Ночные приключения ничуть не лишили ее сна. По-кошачьи свернувшись в постели, зевнув и пожелав мне спокойной ночи, она вскоре заснула. Удивительно, она совсем не беспокоилась о том, где именно ей пришлось ночевать.

Я ушел. В отличие от Виолетты, мне не было покоя. Я все еще чувствовал ее грудь под моей рукой, губы, прижимавшиеся к моим, почти расстегнутая сорочка, под которой смог увидеть достаточно.

Чувства, взыгравшие во мне, я не в силах был обуздать. Но мне надо объяснить читателям, почему я остановился в самом начале пути. Мужчины, думаю, все поймут, а вот любознательным женщинам я хочу кое-что сказать.

Желание вовсе не покинуло меня, но Виолетте было лишь пятнадцать. Ее непорочность, ее доверчивость останавливали меня. Отдавшись, она даже не осознала бы, что произошло. С моей стороны это было бы преступлением. И потом, я люблю побаловать себя любовными деликатесами и чувственными удовольствиями. А сейчас в руки мне попало невинное создание. А невинность — цветок, и обрывать его следует постепенно, лепесток за лепестком.

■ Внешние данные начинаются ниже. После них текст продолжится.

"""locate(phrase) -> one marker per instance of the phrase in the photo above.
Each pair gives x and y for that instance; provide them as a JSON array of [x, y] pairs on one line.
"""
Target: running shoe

Я готов был ждать, пока раскроется розовый бутон. К тому же я не хотел испытывать сожаления по поводу того, что огорчу некоего ветерана, жившего со мной в одном городе и во время войны храбро сражавшегося.

Я думаю, он славный человек, и без колебаний умер бы за свою старшую дочь. Ну а младшая? К ней он наверняка испытывал еще большую нежность, лелеял радужные планы, представлял будущее замужество. Я не хотел огорчать его, да и, возможно, все еще сможет устроиться на радость всем.